HMRC trials 'choose your own device' policy - but it won't be iPads for all
HMRC staff to be allowed to select end-user devices for personal productivity, says CIO Mark Hall
iPads might be on the menu for some staff at HMRC, as the tax authority pilots a "choose your own device" policy in response to growing staff demand for a greater say on the kinds of computers that they use to get their jobs done.
The organisation, which has some 68,000 employees, includes both office-based staff and tax inspectors and other staff working in the field. It is also leading the government's end-user devices strategy.
"We don't have a bring your own device (BYOD) policy - our strategy is 'choose your own device'," says HMRC CIO Mark Hall.
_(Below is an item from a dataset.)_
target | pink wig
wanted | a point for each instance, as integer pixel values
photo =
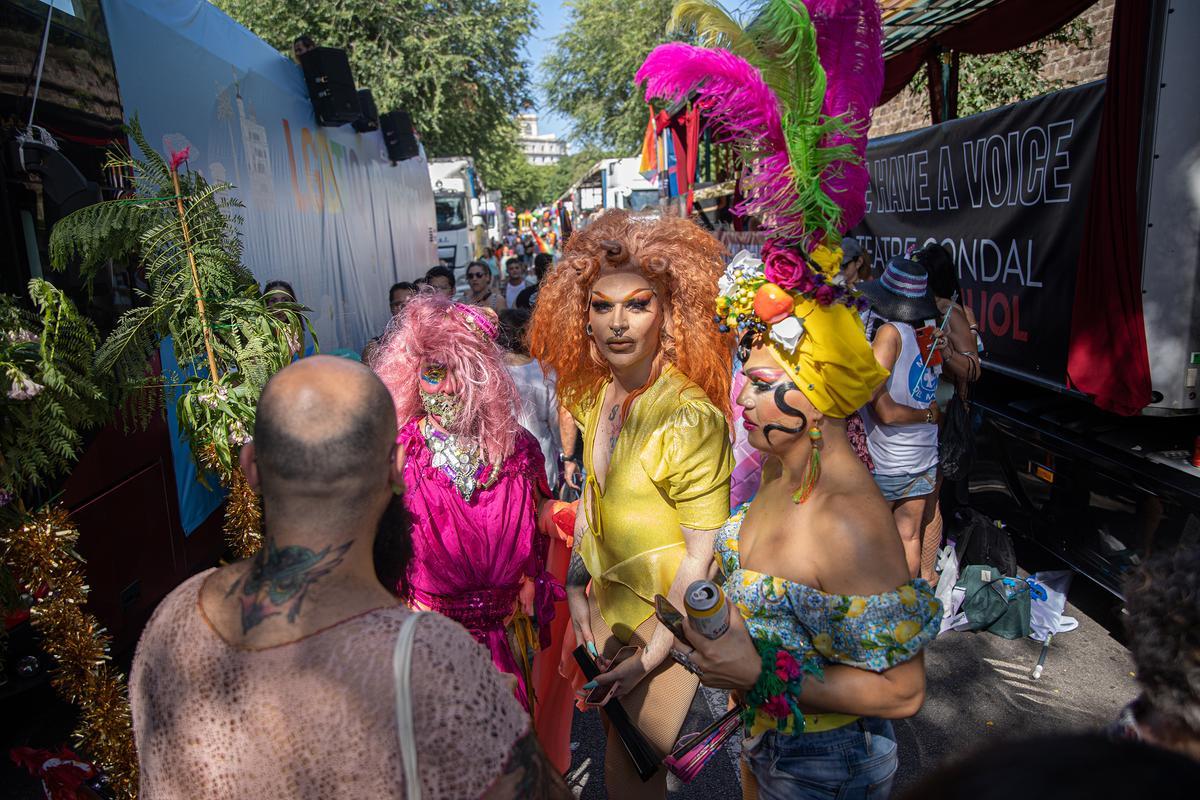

He continues: "The big drive for us is to move to 'consumer-based devices' and to take away the lock-in of a standard build."
The choose-your-own policy that the organisation is developing is an alternative to BYOD, a movement that has been supported in many other companies to accommodate staff preferences for smartphones and tablet computers.
HMRC is currently trialling a system in which any PC could be connected to HMRC's network, "and it will automatically self-configure to be an HMRC-standard device and away you go," says Hall.
The initiative follows years of development of HMRC's desktop management technology with Cap Gemini, its main partner in the Aspire outsourced IT contract that will be re-tendered in 2017.
The desktop strategy is part of a broader drive to cut the cost of desktop computing across the public sector, which has been criticised for being insufficiently aggressive in cutting PC costs compared to the private sector.
Part of the purpose of the HMRC strategy is to drive down desktop IT costs with commodity hardware, rather than having to procure specially configured devices from particular suppliers.
Although it has eschewed BYOD for security reasons, HMRC has provided iPads for some staff, where appropriate.